Congresswoman Gwen Moore Votes No on Surprise Billing Our Workers Act

Congresswoman Gwen Moore Votes No on Surprise Billing Our Workers Act

Today, Congresswoman Gwen Moore voted no on H.R. 1163, House GOP’s Surprise Billing Our Workers Act. In response, she released the following statement:

“We all can agree that those who committed unemployment insurance (UI) fraud during the COVID-19 pandemic should be held accountable. But that’s not the bill we have before us. 

Again, House Republicans have advanced a failed and unserious proposal, one that undermines efforts to combat UI fraud while punishing hardworking Americans who were forced to rely on an antiquated UI system during the pandemic who may not even realize they were overpaid! For example, before this bill came to the floor, in the House Rules Committee, I offered amendments to protect foster youth and foster parents who received unemployment overpayments—through no fault of their own-- from being forced to pay for someone else’s mistake.  Foster youth, who already face numerous obstacles, were particularly affected by the turbulent job market early in this pandemic and relied on UI benefits to help them meet basic needs. 

Under this bill, workers who received overpayments—again, through no fault of their own-- could receive surprise bills 10 years after receiving the initial overpayment! And, again, many of these workers probably won’t know they were overpaid until they receive surprise bills.

Clearly, Republicans don’t want to provide our federal and state UI programs with the funds to improve their systems, support investigations and tackle fraud. According to the Congressional Budget Office, this bill would be a net cut in federal investments to strengthen UI programs and prevent fraud. Or put another way, if we did not pass this bill, the federal government would be spending more to investigate, find, and catch UI fraud than it will invest in those efforts after this bill becomes law.

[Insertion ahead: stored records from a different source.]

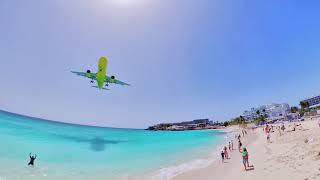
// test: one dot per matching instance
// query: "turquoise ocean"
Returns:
(68, 151)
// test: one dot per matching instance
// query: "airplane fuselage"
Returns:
(101, 74)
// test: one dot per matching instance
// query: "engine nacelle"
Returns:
(112, 79)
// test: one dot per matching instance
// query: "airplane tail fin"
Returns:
(99, 88)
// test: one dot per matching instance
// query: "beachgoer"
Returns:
(32, 159)
(222, 156)
(226, 152)
(245, 158)
(268, 137)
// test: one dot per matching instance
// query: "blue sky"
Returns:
(185, 59)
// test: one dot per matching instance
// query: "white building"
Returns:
(271, 111)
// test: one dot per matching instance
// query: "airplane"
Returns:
(101, 77)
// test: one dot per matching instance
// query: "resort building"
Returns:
(313, 101)
(272, 112)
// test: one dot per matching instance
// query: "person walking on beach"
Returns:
(32, 159)
(226, 152)
(222, 156)
(239, 145)
(245, 159)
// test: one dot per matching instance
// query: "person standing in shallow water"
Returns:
(245, 159)
(32, 159)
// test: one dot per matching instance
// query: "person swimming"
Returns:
(32, 159)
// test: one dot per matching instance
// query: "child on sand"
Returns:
(222, 156)
(226, 152)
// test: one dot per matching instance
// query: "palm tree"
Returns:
(258, 112)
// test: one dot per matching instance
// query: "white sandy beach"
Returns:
(288, 156)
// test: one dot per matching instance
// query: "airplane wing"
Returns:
(86, 74)
(115, 81)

Additionally, the record is crystal clear that every Congressional Republican in the 117th Congress voted no on the American Rescue Plan, which provided funding to the States and the Department of Labor’s Inspector General to help detect fraud, ensure fraudsters are held accountable, and to help modernize the overwhelmed and underinvested state UI systems to prevent fraud and make it easier to detect. This bill would rescind billions in those ARP funds which again, are dedicated to supporting efforts to fight UI fraud.

I implore my Republicans to get serious and to bring forward real legislation that addresses systemic challenges in our UI systems, such as staffing shortages and technological deficiencies that make it easier for criminals to exploit the system, so we can better serve American workers in need of this critical support, and which boost efforts to stop criminal fraud and abuse.”